Being single in my 40s, I often worry I’m being too picky. I imagine that’s the perceived perception. I wonder if I’ve set my standards too high. Maybe I’m stuck on the idea my soul mate is still out there, somewhere.
Or maybe I’ve seen “An American Tail” one too many times.
When it comes down to it, I would rather be alone than unhappy. Sometimes when the words come out of my mouth — and, oh, have they — I probably sound like an old marm. I probably sound more like an old marm when I call myself one.
I’m not even sure people use that word anymore.
The key to being single is being alone and happy. For the most part, I am. Except when I wish I had a significant other to share a nice meal or go to a sappy movie with, or take a ride on a Ferris wheel.
Luckily, I don’t come across a lot of Ferris wheels in my life.
Most of the pressure I put on myself has to do with past relationships that didn’t work out. Failure can be hard on the heart. For many, it can also be hard on the pocket book. That’s why there are divorce lawyers. Watch “The War of the Roses” for some perspective.
Again, aging myself.
There are all types of fears that go along with being single after passing the threshold of the 30s and embarking into the 40s. Dying alone is one. I know that makes my mom cringe, but I always imagined having a big family and having loads of grandkids and great-grandkids surround me when I meet my maker.
Stray animals I collect in my golden years don’t count.
Admittedly, there are many moments when I feel self-pity about not having a romantic interest to ride a parking lot carnival ride or overeat at a Chinese buffet with, and I panic. I forget all the unsuccessful runs I’ve had at online dating. I almost shell out the $35 a month it takes to find my soul mate digitally, but then something stops me.
Probably that I’m kind of tight with money.
I’ve often been overcome with romantic notions. By concept, love seems as natural to me as a dog getting excited to go on a walk. I’ve never met one that isn’t immediately ecstatic about a walk.
I’m the same when I sabotage a relationship and move too fast.
Maybe it’s all the romantic comedies I’ve watched on my couch with pounds of chocolate and boxes of wine. Rom coms are the worst for people like me, the hopeless romantics who believe a meet-cute situation could happen at any moment. In movie-speak, a meet-cute is when two lovers unexpectedly meet in a seemingly cute way. This could be the next time I do stand-up comedy and he heckles me in the audience. Or it could be when I run into him at the wholesale liquor store with my cart full of boxed wine.
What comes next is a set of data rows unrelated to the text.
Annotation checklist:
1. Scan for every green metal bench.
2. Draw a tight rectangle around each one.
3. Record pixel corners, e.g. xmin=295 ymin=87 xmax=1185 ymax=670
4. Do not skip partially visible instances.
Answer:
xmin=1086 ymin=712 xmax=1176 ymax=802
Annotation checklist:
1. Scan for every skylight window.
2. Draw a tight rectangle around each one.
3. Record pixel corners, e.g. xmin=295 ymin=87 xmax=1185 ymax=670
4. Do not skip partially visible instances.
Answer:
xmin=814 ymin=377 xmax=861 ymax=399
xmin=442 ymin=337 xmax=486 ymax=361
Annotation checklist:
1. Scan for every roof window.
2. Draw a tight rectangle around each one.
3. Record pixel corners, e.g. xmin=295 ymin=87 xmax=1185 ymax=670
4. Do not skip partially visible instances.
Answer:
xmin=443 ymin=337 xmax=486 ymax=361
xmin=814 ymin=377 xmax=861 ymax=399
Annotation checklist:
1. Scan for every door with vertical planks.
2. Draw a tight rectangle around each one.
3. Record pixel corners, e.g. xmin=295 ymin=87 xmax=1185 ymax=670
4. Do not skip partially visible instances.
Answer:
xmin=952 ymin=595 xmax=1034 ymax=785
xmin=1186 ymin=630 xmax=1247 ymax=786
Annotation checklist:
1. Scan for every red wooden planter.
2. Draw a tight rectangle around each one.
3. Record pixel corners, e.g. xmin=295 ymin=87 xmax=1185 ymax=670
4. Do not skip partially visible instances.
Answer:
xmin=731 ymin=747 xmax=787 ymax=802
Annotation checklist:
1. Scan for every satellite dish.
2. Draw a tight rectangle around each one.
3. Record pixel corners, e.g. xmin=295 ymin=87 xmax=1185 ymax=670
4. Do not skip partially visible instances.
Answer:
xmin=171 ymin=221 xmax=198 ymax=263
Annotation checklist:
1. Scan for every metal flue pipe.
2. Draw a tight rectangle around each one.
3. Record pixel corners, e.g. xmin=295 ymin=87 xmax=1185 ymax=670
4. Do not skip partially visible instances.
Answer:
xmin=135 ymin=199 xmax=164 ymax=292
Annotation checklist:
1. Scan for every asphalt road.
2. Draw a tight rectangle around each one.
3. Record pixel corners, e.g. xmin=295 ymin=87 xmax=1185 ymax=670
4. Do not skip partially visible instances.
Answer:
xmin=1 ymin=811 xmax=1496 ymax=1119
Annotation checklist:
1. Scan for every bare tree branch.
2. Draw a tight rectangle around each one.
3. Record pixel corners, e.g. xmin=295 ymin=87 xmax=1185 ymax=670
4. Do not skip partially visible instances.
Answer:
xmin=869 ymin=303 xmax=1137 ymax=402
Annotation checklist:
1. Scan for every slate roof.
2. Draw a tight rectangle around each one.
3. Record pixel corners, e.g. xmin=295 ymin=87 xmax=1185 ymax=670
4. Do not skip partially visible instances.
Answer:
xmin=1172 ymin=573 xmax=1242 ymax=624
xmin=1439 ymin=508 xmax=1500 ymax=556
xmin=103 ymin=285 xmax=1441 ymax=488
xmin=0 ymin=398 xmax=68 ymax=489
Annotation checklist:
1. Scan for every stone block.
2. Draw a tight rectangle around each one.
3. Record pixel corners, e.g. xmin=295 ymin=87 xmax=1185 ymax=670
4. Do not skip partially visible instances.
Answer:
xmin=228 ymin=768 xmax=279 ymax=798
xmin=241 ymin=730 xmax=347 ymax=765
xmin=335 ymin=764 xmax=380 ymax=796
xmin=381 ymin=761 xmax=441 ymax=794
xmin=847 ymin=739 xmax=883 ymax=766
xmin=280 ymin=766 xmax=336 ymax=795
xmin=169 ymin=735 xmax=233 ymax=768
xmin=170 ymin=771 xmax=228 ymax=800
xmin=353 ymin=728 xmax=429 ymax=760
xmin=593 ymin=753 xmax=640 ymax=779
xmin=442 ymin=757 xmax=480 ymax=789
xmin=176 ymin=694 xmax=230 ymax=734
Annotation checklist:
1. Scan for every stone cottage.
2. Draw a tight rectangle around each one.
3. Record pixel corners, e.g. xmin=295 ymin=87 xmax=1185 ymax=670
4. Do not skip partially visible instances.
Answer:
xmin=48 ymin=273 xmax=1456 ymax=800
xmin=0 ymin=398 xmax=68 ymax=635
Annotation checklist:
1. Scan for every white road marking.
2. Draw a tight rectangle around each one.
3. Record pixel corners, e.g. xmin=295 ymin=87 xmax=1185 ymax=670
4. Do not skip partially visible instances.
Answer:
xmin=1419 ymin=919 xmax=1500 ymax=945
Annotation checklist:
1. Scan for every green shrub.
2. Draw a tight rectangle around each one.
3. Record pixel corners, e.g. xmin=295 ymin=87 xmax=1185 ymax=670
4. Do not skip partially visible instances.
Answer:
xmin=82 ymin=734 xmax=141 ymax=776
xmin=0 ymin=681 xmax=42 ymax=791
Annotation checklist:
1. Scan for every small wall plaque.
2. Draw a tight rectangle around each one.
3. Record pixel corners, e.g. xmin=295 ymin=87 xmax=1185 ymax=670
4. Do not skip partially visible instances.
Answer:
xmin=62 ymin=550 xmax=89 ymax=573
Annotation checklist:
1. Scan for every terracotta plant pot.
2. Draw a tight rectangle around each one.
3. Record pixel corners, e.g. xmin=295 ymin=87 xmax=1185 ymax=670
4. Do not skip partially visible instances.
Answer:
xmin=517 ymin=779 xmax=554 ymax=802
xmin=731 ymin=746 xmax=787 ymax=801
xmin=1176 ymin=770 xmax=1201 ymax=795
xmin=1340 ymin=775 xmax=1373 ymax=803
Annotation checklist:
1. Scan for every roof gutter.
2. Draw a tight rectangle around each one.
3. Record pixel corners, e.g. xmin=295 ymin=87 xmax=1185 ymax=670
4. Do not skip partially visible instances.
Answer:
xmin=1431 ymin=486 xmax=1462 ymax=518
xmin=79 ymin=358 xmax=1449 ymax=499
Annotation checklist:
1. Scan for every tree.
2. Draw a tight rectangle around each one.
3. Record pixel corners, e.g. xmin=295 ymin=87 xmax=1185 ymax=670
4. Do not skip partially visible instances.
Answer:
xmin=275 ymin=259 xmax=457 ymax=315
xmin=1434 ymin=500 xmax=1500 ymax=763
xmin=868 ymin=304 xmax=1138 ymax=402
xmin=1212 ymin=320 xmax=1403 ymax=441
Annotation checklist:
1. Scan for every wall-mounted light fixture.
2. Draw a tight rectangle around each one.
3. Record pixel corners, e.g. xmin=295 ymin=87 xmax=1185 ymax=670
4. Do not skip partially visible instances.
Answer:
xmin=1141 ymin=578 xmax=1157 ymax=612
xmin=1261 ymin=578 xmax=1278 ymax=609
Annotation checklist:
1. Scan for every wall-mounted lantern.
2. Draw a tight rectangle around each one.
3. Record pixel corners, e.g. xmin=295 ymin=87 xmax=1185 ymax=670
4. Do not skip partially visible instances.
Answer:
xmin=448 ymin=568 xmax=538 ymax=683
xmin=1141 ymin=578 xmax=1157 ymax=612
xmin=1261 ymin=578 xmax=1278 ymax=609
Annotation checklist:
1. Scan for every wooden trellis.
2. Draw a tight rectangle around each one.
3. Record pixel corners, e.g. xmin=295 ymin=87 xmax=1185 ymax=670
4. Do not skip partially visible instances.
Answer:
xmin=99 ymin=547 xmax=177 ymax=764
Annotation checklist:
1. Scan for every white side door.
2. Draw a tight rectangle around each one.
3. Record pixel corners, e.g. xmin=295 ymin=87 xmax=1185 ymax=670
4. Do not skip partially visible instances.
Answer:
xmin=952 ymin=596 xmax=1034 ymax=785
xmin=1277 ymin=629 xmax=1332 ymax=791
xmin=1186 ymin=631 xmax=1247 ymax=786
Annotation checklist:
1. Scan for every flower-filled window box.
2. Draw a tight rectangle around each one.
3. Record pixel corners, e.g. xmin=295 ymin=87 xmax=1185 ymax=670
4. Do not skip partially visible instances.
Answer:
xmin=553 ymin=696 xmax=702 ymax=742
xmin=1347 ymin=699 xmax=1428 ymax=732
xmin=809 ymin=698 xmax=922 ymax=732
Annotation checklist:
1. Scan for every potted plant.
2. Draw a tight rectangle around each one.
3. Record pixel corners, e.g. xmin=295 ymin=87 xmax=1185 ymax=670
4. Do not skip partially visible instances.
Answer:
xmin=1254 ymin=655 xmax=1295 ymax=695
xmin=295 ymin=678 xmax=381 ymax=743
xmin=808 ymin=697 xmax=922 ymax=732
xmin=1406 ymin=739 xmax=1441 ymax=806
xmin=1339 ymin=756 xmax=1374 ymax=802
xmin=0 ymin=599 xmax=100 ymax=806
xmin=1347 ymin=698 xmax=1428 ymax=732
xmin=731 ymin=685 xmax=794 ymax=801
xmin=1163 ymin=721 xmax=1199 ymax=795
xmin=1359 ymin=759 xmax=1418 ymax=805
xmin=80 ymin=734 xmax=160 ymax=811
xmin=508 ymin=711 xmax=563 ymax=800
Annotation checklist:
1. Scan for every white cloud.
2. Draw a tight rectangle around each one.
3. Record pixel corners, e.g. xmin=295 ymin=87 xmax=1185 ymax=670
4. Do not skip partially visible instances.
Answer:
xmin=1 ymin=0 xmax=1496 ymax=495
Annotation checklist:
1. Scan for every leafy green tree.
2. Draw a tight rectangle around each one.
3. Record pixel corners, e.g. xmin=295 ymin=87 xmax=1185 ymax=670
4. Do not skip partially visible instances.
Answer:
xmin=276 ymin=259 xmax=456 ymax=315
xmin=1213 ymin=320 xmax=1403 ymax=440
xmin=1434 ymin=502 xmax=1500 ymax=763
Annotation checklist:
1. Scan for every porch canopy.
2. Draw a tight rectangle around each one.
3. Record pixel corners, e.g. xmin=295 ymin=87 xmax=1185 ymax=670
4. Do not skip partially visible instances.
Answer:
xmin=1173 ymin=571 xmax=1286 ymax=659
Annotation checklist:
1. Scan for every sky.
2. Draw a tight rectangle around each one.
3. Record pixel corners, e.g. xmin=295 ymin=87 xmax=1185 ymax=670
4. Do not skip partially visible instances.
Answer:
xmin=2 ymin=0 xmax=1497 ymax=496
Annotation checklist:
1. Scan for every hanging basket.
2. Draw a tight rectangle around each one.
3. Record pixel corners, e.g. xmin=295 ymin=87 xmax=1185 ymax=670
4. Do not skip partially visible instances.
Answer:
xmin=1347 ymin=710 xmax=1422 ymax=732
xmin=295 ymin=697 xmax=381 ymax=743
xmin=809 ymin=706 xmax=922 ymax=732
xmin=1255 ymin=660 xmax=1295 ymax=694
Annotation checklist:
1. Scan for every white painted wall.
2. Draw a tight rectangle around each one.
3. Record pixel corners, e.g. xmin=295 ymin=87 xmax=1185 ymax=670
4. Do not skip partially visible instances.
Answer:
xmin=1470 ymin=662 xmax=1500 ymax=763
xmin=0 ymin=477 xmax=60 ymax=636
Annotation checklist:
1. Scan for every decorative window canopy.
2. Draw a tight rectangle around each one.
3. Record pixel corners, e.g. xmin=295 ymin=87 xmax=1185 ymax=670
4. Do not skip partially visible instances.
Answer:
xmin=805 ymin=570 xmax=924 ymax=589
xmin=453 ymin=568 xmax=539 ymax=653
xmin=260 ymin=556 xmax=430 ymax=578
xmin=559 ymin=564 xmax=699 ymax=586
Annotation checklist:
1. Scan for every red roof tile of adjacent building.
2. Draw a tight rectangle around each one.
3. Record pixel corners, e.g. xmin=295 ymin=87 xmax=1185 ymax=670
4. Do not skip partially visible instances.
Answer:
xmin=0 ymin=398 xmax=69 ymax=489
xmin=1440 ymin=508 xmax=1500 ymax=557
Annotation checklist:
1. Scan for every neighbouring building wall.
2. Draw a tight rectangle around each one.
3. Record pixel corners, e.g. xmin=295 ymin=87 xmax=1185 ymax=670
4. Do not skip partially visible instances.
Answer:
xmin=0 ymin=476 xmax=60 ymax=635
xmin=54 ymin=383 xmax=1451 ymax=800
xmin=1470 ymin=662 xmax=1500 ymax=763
Maybe it’s when I’m on my fourth trip up to the Chinese buffet and we realize how much we both adore General Tso’s chicken.
A girl can dream.
Just when I think maybe I’m relying too heavily on a meet-cute scenario or I’ve set my standards too high, I come across an old note my grandfather documented on his old green typewriter. We found it after his passing, in his files of highly organized papers, forms and notes. I know why I have such high expectations, because I want a guy a lot like him.
I suppose I can wait as long as it takes.
The note was not dated or signed. Just knowing my grandpa spent most of his life serving his country in the military and as a volunteer firefighter and First Responder, plus driving an 18-wheeler for the same company he retired from, we knew they were his words. It went like this:
“A few years ago I was returning from an Illinois run quite late in the evening. Just east of Martinsville, Ill. on Road 40 I noticed a bright glow in the sky, which attracted my attention.
“I parked my rig safely off the road and crossed a large field toward the bright sky. Upon arriving at the scene, I found a large barn and office building on fire. A small-framed house with blinds drawn sat not far from the buildings. Sparks were blowing over onto the roof of the house.
“I started pounding on the door and finally aroused a Mr. Golden McNary and his sister. Then with the help of other passersby, I helped remove some things from the office and some antique furniture from the house. We also saved some of the livestock from the barn. The fire department arrived in time to save the house. After ruining a pair of trousers and a pair of shoes, I returned to my rig and continued on my run.”
I have hope that people still exude the type of bravery my grandfather had. His was exceptional, I know.
That’s the soul mate I’m talking about — and he’s somewhere out there.